Eine Pflicht zur Anzeige eines Versicherungsfalls kann auch entstehen, wenn die Ansprüche gegen den Architekten zwar nicht ausdrücklich geltend gemacht, aber vorbehalten werden.
Hintergrund
Der Architekt haftet bei Verletzung vertraglicher oder sonstiger Verpflichtungen.

Soweit ein Architekt eine Haftpflichtversicherung abgeschlossen hat, besteht Haftpflichtversicherungsschutz für seine freiberufliche Tätigkeit nach Maßgabe des Versicherungsvertrages.

Liegt ein Versicherungsfall vor, so hat der Architekt zur Wahrung seiner Ansprüche bestimmte formelle Verfahren, u.a. Anzeigepflichten, zu beachten.
Beispiel
(nach LG Saarbrücken , Urt. v. 18.05.2006 - 12 O 438/05)
Der Architekt erstellt eine Wertschätzung der Immobilie seiner Auftraggeber, die auf der Grundlage von einer Bank ein Darlehen erhalten. Das wird notleidend und die Sache geht acht Jahre nach der Erstellung der Wertschätzung in die Zwangsversteigerung. Dort wurde der Wert auf nur die Hälfte des vom Architekten geschätzten Wertes ermittelt. Die Bank hielt dem Architekten die Unterschiede vor. Der Architekt antwortet, dass ihm eine Stellungnahme nicht möglich sei, da ihm die Unterlagen nicht mehr vorlägen.
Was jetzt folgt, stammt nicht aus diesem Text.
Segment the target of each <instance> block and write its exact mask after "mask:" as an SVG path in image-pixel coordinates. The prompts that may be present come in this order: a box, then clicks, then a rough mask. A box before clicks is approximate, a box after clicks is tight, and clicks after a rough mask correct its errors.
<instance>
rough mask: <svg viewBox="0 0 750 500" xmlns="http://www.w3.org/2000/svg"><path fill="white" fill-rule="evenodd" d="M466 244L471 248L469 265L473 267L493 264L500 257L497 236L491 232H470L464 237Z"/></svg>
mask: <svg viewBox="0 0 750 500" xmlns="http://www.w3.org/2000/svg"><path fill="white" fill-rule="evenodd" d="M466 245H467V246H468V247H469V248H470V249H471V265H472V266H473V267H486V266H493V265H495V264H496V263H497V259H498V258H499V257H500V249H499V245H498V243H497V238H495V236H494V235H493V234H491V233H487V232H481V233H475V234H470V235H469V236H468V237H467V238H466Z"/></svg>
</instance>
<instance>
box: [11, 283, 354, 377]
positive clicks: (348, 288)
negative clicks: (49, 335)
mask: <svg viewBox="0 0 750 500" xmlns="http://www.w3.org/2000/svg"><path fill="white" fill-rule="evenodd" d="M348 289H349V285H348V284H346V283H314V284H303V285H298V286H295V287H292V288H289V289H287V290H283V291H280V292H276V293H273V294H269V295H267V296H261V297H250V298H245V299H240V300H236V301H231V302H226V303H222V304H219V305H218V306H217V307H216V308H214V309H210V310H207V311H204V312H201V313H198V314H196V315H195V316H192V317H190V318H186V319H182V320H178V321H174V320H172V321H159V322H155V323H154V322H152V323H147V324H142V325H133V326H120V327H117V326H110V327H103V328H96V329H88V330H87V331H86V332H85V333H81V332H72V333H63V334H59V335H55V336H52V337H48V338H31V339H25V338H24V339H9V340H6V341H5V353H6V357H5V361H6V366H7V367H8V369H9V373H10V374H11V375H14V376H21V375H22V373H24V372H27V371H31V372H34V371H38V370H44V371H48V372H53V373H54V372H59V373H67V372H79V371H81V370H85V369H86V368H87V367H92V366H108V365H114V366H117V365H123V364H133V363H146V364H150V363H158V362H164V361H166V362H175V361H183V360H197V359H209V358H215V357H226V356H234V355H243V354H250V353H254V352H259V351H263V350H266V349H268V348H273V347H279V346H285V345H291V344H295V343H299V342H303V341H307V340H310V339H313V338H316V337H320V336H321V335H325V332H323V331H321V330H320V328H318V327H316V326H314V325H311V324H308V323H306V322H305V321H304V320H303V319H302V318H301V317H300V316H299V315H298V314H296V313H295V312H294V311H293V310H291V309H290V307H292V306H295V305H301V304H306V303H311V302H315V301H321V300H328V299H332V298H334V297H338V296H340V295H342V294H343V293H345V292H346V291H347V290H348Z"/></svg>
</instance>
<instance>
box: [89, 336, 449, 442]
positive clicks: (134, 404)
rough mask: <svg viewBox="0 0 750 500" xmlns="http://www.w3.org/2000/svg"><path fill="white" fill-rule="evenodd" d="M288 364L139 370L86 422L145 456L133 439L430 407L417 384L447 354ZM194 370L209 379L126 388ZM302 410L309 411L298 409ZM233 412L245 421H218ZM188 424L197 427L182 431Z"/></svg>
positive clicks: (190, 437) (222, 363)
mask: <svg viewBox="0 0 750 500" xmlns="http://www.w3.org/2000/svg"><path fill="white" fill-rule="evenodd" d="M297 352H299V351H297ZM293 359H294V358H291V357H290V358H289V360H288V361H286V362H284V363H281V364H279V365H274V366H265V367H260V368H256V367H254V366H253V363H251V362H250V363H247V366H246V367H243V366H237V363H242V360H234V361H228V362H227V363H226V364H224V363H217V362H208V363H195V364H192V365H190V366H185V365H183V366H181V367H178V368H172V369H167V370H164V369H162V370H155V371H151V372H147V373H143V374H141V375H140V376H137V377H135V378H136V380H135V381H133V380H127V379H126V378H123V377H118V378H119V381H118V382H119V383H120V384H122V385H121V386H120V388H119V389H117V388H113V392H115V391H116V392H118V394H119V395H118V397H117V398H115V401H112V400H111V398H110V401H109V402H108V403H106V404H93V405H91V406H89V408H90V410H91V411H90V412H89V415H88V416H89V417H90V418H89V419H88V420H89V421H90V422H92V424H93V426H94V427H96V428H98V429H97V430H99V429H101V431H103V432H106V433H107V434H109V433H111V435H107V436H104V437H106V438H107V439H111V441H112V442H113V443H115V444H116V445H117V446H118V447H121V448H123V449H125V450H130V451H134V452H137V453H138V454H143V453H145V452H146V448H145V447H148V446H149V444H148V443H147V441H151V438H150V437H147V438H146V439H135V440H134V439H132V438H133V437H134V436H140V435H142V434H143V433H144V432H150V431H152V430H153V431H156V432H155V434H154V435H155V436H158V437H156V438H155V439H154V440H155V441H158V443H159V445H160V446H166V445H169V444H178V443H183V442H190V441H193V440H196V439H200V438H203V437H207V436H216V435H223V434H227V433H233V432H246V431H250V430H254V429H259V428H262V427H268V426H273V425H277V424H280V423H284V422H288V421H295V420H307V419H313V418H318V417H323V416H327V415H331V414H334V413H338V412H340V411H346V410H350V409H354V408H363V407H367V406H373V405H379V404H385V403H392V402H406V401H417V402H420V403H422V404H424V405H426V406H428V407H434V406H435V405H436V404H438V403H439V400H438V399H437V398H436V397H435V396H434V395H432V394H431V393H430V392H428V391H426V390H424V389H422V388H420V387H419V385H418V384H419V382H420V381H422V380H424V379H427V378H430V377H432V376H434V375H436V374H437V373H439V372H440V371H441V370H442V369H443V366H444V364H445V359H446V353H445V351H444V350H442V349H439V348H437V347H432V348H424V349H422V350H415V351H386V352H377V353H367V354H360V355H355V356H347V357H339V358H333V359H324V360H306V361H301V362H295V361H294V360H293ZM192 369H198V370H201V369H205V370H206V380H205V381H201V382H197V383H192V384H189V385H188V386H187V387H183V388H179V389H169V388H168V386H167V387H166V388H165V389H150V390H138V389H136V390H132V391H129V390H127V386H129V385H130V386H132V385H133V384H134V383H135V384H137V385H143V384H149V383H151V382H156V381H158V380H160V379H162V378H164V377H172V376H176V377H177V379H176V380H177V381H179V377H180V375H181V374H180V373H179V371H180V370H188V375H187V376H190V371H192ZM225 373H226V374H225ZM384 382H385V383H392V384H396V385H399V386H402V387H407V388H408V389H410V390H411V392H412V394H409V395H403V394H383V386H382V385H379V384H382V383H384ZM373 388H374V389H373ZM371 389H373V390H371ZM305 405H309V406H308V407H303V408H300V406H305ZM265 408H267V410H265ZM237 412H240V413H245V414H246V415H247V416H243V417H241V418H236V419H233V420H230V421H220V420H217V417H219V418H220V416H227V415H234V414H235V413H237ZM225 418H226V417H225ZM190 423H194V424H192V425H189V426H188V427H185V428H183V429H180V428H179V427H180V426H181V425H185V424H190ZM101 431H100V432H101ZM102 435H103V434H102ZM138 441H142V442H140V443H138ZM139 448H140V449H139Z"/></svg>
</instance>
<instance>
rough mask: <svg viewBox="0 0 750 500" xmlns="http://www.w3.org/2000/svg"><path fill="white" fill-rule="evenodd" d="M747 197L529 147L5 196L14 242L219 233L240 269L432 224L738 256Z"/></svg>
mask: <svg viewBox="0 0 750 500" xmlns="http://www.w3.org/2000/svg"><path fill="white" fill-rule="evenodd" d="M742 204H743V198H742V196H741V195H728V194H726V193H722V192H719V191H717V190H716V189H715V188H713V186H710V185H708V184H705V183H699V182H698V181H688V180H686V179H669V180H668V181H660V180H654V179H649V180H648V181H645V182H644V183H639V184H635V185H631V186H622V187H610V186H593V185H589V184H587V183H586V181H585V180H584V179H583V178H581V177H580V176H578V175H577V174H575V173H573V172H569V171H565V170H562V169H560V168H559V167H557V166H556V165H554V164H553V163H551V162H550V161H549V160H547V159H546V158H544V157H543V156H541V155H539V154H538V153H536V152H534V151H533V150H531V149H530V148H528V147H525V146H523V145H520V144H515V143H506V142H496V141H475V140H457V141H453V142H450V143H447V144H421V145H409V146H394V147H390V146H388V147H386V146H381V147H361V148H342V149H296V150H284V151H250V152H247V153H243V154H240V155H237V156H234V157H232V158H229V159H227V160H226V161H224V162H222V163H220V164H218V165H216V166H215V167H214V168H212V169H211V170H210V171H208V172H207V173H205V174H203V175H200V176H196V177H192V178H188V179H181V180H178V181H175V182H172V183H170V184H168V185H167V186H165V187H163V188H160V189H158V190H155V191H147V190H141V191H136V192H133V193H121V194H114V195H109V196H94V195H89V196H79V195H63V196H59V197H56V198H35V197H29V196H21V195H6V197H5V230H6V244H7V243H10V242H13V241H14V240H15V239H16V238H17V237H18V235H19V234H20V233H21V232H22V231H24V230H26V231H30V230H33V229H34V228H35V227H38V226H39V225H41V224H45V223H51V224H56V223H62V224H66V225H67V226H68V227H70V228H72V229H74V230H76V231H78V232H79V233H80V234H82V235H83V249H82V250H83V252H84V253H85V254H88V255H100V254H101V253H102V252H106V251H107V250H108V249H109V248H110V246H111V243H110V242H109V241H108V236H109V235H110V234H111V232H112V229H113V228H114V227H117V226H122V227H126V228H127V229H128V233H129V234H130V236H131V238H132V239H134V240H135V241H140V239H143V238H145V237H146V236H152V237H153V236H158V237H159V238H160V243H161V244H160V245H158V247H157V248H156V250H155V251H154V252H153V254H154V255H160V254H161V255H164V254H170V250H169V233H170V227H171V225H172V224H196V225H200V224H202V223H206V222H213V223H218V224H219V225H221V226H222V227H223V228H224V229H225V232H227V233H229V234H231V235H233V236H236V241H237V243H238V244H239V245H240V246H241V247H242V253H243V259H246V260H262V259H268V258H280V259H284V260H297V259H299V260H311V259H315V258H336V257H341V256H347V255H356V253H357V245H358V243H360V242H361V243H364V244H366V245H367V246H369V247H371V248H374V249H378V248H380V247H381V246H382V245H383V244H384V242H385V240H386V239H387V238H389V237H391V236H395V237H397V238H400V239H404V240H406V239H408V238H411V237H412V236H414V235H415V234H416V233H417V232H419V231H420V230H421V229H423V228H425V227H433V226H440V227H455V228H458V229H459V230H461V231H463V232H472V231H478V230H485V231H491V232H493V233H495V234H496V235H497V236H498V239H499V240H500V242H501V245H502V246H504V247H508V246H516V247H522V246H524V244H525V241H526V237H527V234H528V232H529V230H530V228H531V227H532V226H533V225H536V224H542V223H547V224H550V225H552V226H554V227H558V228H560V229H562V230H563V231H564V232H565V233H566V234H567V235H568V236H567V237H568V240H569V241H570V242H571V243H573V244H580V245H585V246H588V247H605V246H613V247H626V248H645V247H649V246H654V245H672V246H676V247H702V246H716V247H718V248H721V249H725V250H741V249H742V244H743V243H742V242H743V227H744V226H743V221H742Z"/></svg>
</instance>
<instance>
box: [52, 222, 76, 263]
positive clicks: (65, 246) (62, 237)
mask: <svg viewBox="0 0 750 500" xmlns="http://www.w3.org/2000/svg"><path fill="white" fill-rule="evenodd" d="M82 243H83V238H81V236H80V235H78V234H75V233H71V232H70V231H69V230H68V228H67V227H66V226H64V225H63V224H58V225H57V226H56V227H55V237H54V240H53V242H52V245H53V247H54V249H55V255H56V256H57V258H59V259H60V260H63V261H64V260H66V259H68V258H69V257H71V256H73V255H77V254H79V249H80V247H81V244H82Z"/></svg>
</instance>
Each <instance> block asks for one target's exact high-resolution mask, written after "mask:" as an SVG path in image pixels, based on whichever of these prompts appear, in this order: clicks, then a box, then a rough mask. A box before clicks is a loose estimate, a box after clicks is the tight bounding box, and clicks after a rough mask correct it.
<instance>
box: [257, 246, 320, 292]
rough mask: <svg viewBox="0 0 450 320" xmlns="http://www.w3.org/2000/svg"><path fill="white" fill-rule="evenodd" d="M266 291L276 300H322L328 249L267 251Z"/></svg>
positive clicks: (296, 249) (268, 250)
Eine Benachrichtigung seiner Haftpflichtversicherung nahm der Architekt nicht vor. Es folgten selbständiges Beweisverfahren und Klage, die mit einem Vergleich erledigt wurde.

Der Architekt wandte sich an seine Versicherer (er hatte nach Erstellung des Gutachtens den Versicherer gewechselt). Der Vorversicherer war allerdings nicht mehr einstandspflichtig. Die 5-jährige Nachhaftung des Vorversicherers des Architekten hatte just am Ende des Monats, in dem der Architekt das erste Mal von der Bank angeschrieben wurde und ihm die Unterschiede seiner Wertschätzung zum Gutachten aus der Zwangsversteigerung vorgehalten wurden.

Die Klage des Architekten gegen seinen (derzeitigen) Versicherer blieb ohne Erfolg. Das Landgericht stützt die Entscheidung auf die Versicherungsbedingungen A II. 2. b) BBR:

"Beim Versichererwechsel erstreckt sich der Versicherungsschutz auch auf solche Verstöße, die während der Versicherungsdauer bei Vorversicherern begangen wurden und die erst nach Ablauf der 5-jährigen Nachhaftung (A Ziffer II 1) ohne Verschulden des Versicherungsnehmers gemeldet werden können...."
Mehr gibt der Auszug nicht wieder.